Suasana di dalam rumah begitu sepi. Mungkin karena kedua orang tua Reno sedang tidak di rumah. Berdasarkan cerita Meisya, Reno adalah anak tunggal, sehingga ia hanya sendirian di rumah ketika kedua orang tuanya pergi. Di rumah ini juga tidak ada asisten rumah tangga, mengingat mamanya Reno lebih suka melakukan semua pekerjaan rumah sendiri. Dalam hati, aku memuji kerendahan hati dari mama Reno. Padahal, ia bisa saja mempekerjakan seorang asisten rumah tangga untuk membantunya mengurusi rumah. Namun, ia tidak mau melakukan itu.

Setelah menyelesaikan tugasku di toilet, aku lantas memperbaiki tatanan penampilanku di kaca besar di depan toilet. Aku melangkah keluar hendak kembali ke taman belakang.

“Tristan!” pekikku terkejut ketika mendapati Tristan tengah bersandar di dinding luar toilet. “Eh, mau ke toilet, ya? Aku udah selesai. Silakan masuk,” ujarku lantas berjalan melewati lelaki itu.

“Tunggu dulu.”

Aku lantas berbalik badan. “Ada apa, Tan?” tanyaku.

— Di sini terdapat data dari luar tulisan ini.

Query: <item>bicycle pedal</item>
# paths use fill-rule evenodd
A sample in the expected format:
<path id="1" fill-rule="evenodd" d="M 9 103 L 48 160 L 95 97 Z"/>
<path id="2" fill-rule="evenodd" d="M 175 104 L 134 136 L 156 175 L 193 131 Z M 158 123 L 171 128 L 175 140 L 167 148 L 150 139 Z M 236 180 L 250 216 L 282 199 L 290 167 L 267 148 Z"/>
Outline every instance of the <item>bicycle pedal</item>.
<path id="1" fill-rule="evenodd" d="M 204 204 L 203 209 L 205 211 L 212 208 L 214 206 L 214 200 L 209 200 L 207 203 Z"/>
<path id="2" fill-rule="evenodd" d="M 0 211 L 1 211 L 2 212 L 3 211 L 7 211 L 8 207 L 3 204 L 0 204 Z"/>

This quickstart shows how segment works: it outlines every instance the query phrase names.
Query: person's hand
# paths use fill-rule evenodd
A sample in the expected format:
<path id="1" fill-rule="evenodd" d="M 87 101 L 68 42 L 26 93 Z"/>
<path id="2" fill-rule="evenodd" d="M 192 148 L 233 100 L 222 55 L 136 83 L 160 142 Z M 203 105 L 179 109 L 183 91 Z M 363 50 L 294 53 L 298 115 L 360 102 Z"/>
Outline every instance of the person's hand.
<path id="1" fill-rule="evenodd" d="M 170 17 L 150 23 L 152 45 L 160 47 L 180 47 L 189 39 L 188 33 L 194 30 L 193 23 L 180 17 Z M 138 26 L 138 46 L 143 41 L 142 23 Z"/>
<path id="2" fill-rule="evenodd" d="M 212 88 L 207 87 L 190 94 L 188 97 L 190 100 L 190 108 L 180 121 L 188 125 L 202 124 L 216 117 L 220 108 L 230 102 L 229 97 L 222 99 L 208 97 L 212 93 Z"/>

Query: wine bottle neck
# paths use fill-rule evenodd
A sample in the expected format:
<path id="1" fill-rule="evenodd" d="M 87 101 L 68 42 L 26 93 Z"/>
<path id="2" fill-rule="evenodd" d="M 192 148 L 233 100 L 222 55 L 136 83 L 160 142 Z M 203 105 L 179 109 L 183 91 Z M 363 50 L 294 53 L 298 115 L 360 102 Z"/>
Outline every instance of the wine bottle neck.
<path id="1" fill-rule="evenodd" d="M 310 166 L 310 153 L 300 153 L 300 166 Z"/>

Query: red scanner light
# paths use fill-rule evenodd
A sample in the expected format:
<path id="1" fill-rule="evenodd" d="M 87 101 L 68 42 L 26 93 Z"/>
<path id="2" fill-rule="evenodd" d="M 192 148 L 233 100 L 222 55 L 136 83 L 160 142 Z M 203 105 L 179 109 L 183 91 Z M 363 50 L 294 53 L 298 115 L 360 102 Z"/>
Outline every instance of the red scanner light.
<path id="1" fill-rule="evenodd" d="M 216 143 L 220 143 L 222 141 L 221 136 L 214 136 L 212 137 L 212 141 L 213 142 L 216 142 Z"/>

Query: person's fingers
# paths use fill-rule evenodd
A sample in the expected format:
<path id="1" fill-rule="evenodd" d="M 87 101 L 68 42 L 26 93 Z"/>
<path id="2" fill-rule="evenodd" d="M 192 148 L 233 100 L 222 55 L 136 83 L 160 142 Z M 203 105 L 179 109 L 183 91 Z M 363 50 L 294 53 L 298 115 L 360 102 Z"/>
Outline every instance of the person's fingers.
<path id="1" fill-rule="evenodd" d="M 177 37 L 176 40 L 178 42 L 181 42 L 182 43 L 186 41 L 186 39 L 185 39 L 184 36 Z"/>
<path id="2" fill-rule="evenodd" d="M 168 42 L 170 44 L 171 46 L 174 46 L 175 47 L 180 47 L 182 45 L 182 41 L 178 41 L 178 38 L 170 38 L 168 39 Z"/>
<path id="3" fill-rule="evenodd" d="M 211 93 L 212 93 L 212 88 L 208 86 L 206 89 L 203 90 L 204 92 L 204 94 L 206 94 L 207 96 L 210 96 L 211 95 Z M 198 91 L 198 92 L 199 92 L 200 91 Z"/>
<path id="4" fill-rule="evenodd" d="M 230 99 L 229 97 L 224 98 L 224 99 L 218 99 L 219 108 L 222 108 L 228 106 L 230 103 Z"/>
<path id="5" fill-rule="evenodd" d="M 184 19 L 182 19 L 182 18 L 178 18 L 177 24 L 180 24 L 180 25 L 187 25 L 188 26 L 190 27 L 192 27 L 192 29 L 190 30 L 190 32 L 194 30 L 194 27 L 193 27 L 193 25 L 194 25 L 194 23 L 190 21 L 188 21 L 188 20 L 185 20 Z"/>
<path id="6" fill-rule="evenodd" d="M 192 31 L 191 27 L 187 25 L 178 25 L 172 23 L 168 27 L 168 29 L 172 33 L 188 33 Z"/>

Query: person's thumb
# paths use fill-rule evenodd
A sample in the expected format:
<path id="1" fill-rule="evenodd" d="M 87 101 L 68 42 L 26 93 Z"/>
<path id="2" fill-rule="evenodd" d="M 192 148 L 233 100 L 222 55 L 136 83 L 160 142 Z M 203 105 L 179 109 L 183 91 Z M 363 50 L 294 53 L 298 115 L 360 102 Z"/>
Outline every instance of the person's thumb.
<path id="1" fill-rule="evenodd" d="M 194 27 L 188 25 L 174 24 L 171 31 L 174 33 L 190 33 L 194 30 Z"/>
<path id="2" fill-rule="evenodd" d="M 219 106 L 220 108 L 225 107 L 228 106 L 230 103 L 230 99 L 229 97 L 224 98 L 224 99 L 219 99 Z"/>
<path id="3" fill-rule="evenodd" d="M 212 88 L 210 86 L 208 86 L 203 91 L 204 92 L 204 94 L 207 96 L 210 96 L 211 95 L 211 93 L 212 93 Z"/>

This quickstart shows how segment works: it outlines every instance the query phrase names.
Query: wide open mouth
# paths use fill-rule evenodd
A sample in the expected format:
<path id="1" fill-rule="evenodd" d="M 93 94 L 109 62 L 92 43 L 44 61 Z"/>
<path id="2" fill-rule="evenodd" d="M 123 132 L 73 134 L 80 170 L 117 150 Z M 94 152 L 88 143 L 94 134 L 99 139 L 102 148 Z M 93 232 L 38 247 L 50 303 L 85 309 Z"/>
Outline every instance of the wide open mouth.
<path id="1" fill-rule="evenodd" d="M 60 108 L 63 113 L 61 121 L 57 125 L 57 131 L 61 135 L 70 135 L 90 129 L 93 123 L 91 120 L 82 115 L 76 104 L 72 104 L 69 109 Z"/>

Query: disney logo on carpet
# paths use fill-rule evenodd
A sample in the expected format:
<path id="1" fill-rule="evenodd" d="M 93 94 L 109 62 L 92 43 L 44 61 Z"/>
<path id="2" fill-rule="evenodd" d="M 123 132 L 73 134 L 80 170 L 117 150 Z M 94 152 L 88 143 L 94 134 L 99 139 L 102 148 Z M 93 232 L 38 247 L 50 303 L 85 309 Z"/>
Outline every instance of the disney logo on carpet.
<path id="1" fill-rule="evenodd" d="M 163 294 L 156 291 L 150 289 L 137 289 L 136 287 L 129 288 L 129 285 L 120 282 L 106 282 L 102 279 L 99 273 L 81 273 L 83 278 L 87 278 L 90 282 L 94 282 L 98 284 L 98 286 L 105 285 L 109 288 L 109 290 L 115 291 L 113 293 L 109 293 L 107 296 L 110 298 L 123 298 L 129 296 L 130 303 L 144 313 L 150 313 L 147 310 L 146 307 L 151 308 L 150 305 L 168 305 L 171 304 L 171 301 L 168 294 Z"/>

“Ada yang pengen gue omongin sama lo.”

Aku mengangguk, “Silakan.”

“Gue sebenarnya gak tahu hubungan lo sama Vero apa. Yang jelas, gue tahu kalian lagi dekat,” ujar Tristan bersidekap dada. Kepalanya juga ia sandarkan di dinding, dengan menghadap ke langit-langit rumah Reno. “Awalnya, gue heran, kenapa sikap Vero tiba-tiba berubah. Pas gue tawarin vape, dia nolak. Pas gue ajak keluar tengah malem, dia juga nolak. Gue pikir, dia lagi ada masalah. Tapi, pas gue dengar dari temen-temen yang lain kalau pas itu ada cewek yang nyamperin Vero ke kafe, gue seketika sadar. Vero berubah karena cewek itu.”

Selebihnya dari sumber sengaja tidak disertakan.